Pro Bowl not worth a serious injury

January, 27, 2014
Jan 27
9:19
AM ET
It’s a safe bet that if new Browns coach Mike Pettine or anyone else in the organization was watching the Pro Bowl, their hearts skipped a beat early in the second quarter.

That was when Josh Gordon ran a reverse and safety T.J. Ward torpedoed Gordon for the tackle. The result sent Gordon flipping head over heels.

Great drama, especially for a practice game.

Except the hit from Ward looked pretty close to the hit that demolished the knee of New England tight end Rob Gronkowski. Had Gordon been planted or extended, the result easily could have been a serious injury to the Browns premier player.

Ward went low, knee level. Just like he did to Gronkowski. Luckily for Gordon and the Browns, Gordon was able to see Ward coming and he jumped just before the hit, which resulted in the flip (the play is at the 50 second mark here).

Which shows the folly of the game, and the folly of the league’s publicity ploy that wound up having teammates play teammates (or teammates playing soon-to-be-free-agent-teammates) in a game that is supposed to approximate preseason play.

All the Browns would have needed would have been for the Gordon to be lost for the season with a knee injury in the Pro Bowl.

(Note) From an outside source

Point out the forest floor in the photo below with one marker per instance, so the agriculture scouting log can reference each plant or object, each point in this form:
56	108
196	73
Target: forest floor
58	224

That it could have happened shows how silly the game has become, prime time draft or no prime time draft. It’s essentially is a Hawaiian vacation to the league’s best players with a sort-of-game at the end of the week, a game where nobody is supposed to get hurt.

Imagine the feelings in Cleveland had Gordon been injured.

The NFL’s newest format received positive reviews -- Tropical Thriller was the way that NFL.com labeled the game, an alliterative form of hyperbole if ever there was one -- but it’s still a practice game.

Gordon’s numbers and the touchdown passes caught by Gordon and Jordan Cameron were impressive. It was a great experience for the Browns six Pro Bowlers -- Gordon, Cameron, Alex Mack, Joe Haden, Joe Thomas and Ward.

But it sure wouldn’t have been worth an injury, especially from a teammate.